Have you ever visited a website rich with the data you want, but the website provided no "download" button for you to retrieve it in a convenient way? Or have you ever found the perfect source for the CSV or other data files you need, but you must tediously click the "next" and "download" buttons many dozens or even hundreds of time to get what you need?
In this course, you'll learn how to build Python web scraping programs to programmatically navigate through a website and retrieve data in a structured format. You'll learn how to harness Python to automate and streamline data collection from sites that require logins, have tables, and more to help make your job easier and more efficient. We'll also discuss the ethics surrounding these practices, so you understand when it's okay to use scraping and when you need to find an alternative route.
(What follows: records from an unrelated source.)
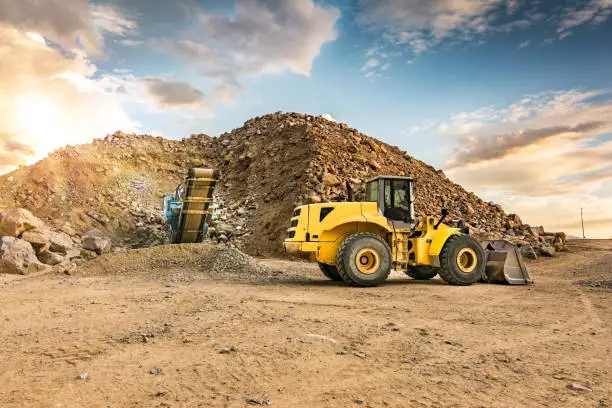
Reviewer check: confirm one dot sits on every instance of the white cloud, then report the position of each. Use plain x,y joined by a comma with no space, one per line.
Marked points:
48,100
542,157
329,117
423,24
112,20
594,12
262,36
48,94
173,94
371,63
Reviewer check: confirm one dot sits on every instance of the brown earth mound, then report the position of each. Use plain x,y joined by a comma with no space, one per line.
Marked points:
268,166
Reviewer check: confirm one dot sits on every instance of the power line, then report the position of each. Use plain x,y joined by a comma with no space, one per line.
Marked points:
582,221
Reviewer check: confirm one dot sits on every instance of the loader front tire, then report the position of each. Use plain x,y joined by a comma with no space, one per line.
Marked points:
330,271
422,272
363,260
462,261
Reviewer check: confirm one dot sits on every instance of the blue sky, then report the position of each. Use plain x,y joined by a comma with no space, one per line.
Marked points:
511,98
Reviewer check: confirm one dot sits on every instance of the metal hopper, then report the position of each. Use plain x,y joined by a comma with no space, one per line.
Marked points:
189,209
505,263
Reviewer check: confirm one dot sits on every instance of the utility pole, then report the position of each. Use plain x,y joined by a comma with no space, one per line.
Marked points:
582,221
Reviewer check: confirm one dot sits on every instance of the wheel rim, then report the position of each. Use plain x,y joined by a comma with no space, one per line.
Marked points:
367,261
467,260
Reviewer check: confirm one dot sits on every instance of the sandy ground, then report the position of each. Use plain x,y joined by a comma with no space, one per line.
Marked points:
300,341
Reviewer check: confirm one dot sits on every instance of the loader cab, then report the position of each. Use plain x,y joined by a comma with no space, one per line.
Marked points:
394,197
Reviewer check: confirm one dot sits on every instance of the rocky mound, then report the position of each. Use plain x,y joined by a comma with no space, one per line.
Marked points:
28,245
268,166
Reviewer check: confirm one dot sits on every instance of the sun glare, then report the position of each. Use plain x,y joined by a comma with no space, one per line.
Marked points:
40,122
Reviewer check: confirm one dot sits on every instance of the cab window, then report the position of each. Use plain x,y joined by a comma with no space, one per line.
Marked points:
372,191
397,200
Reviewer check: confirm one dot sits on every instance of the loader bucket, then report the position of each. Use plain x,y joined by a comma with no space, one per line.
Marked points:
505,263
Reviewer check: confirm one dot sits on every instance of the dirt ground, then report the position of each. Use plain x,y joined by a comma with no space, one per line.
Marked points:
290,338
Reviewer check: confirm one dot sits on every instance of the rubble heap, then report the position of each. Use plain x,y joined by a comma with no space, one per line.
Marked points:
268,166
28,245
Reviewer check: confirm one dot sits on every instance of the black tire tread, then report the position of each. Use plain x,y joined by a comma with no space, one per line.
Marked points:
445,262
342,248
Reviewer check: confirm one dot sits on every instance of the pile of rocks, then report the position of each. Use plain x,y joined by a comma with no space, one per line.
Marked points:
268,166
28,245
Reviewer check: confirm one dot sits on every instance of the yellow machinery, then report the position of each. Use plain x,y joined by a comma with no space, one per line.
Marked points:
360,242
188,210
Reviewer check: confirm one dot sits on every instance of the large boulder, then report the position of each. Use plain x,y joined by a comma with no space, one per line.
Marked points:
17,256
547,250
61,243
50,258
38,237
15,222
95,241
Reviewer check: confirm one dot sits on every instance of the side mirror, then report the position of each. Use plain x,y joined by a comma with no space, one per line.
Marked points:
442,217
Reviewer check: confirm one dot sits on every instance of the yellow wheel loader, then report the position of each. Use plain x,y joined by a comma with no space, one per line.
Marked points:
360,242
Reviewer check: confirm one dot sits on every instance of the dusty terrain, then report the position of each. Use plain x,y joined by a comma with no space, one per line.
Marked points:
294,339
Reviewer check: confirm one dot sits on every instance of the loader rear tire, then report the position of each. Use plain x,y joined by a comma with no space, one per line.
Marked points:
363,260
330,271
422,272
462,261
Whether you work with data for personal, professional, or academic reasons, you'll walk away with a concrete new skill that helps you automate and streamline tasks.
This workshop is designed for students with a basic knowledge of Python, or experience programming in another language. Anyone who has taken a Python workshop at GA will be well-equipped for this course, but self-taught learners and anyone who is willing to follow along are welcome! Additionally, knowledge of basic HTML syntax will be incredibly useful, but it will not be assumed.
What to bring to class: All students must bring their own laptops with an installation of Anaconda 3.6, a free distribution of Python that includes libraries of open source Python tools. In case of technical difficulties on your local computer, opening an account on Google Colaboratory, a cloud-based Python environment, is highly encouraged.